Comment 28 for bug 15093

I don't like that patch because it only fixes the problem in pam_thinkfinger's case, where it asks for the password or your finger to be swiped.

For example, *any* other pam modules that display something to the console, but isn't asking for the password will be overridden by sudo, thereby springing gksudo up, prompting the user to input a password to put in their password anyway - misleading, and possibly a security risk also.

One example where this happens is using the UBEK binary driver and pam_bioapi - the console version outputs to the console:
"Please wait...
Put finger
"
which I assume would be overridden by the patched sudo, and triggering gksudo. Similarly, the GUI version does not output anything to the console - so I'm also guessing that even the patched sudo won't save us there.

My current personal solution has been to hack libgksu to keep checking sudo's output until it's either killed (i.e. another pam module authenticated successfully, the application was run, and has now exit, meaning sudo can exit too), or until GNOME_SUDO_PASS has appeared (in which case PAM modules have failed, and it is now falling back to password) - and only then does it open the prompt. Currently, gksudo checks sudo's output using a non blocking method - if data doesn't exist, then it gives up - I've changed this so that it now waits for new data.
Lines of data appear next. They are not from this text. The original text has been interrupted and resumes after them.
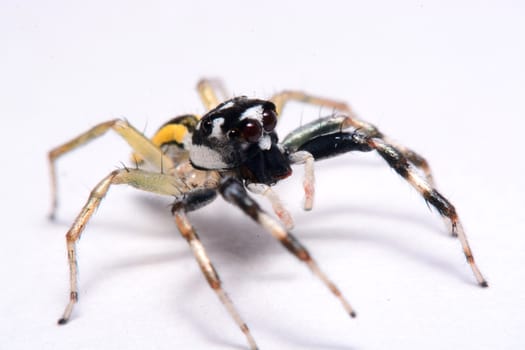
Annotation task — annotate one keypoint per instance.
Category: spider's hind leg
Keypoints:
(234, 192)
(190, 202)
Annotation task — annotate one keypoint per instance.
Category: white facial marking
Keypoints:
(227, 105)
(206, 157)
(253, 113)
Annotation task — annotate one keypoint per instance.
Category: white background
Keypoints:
(445, 78)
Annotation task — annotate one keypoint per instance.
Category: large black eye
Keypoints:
(206, 126)
(251, 131)
(269, 120)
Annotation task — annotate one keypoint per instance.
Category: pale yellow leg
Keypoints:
(141, 179)
(212, 92)
(138, 142)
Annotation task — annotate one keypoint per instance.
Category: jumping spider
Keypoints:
(234, 148)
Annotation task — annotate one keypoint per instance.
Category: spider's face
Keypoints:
(224, 135)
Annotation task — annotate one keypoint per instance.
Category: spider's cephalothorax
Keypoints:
(234, 148)
(238, 135)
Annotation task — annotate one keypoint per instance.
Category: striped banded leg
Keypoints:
(147, 181)
(329, 145)
(282, 98)
(303, 157)
(140, 144)
(233, 191)
(401, 165)
(179, 212)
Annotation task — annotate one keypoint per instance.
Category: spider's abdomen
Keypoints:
(267, 167)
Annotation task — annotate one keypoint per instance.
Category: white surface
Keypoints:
(446, 78)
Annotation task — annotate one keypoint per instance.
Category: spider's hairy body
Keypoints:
(232, 149)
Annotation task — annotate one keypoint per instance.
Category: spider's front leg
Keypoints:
(144, 180)
(324, 138)
(191, 202)
(234, 192)
(281, 99)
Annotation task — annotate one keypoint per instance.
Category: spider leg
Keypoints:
(277, 206)
(284, 97)
(234, 192)
(179, 210)
(329, 145)
(303, 157)
(211, 92)
(140, 179)
(138, 142)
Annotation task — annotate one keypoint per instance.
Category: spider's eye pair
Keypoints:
(251, 130)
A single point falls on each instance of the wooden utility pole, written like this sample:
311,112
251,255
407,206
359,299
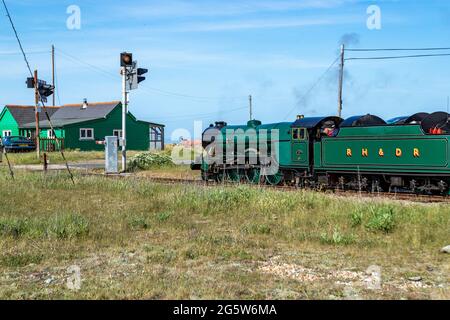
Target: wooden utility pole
36,112
250,107
53,72
341,80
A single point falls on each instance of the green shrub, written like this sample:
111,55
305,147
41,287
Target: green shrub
337,238
138,223
381,219
149,160
20,260
67,226
356,217
13,227
163,216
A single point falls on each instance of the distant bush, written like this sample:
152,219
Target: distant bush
148,160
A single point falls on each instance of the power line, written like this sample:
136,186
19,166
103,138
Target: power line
398,49
19,53
153,89
40,96
314,85
191,116
399,57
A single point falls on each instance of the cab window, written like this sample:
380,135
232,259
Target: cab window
302,134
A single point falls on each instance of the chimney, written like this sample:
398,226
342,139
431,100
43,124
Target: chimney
85,104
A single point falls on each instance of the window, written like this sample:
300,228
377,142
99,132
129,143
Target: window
86,134
117,133
50,134
302,134
298,134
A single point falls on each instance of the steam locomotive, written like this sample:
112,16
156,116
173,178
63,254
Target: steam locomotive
405,154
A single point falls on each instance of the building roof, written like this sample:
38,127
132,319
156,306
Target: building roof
93,111
25,114
66,114
75,113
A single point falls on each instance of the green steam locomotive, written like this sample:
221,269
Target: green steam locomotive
405,154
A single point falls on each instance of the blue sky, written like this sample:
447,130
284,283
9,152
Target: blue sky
205,57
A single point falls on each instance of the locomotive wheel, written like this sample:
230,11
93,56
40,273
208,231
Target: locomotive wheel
233,175
275,179
253,176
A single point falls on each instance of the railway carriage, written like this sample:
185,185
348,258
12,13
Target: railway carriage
405,154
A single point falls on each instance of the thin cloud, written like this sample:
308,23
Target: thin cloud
163,9
265,24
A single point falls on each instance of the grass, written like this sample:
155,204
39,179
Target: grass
134,239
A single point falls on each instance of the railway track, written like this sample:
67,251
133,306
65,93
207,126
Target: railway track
340,193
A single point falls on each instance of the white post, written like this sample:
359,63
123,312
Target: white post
124,118
250,107
341,80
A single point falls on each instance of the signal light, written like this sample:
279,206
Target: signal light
30,83
46,90
126,59
140,72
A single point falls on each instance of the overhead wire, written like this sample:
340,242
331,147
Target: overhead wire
153,89
316,83
396,49
398,57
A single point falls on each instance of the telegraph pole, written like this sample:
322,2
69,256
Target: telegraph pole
124,117
341,80
36,112
53,71
250,107
131,77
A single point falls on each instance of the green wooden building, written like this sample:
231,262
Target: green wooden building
80,126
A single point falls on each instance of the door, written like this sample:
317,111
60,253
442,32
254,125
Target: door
300,146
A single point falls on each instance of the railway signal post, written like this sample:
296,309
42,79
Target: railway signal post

However, this won't make pam_thinkfinger work without patching sudo, but I feel it is a more elegant solution - given that (I'm assuming) it will work for any other PAM modules that fall back onto a standard sudo prompt. I'm also getting feedback in the form of the driver GUI.

Ideally, I feel that if gksudo is to continue being a wrapper around sudo, it should launch a "terminal" of some sort (similar to the embedded terminals that synaptic and dpkg use), which would show the output of any PAM modules, instead of its current password-only dialog.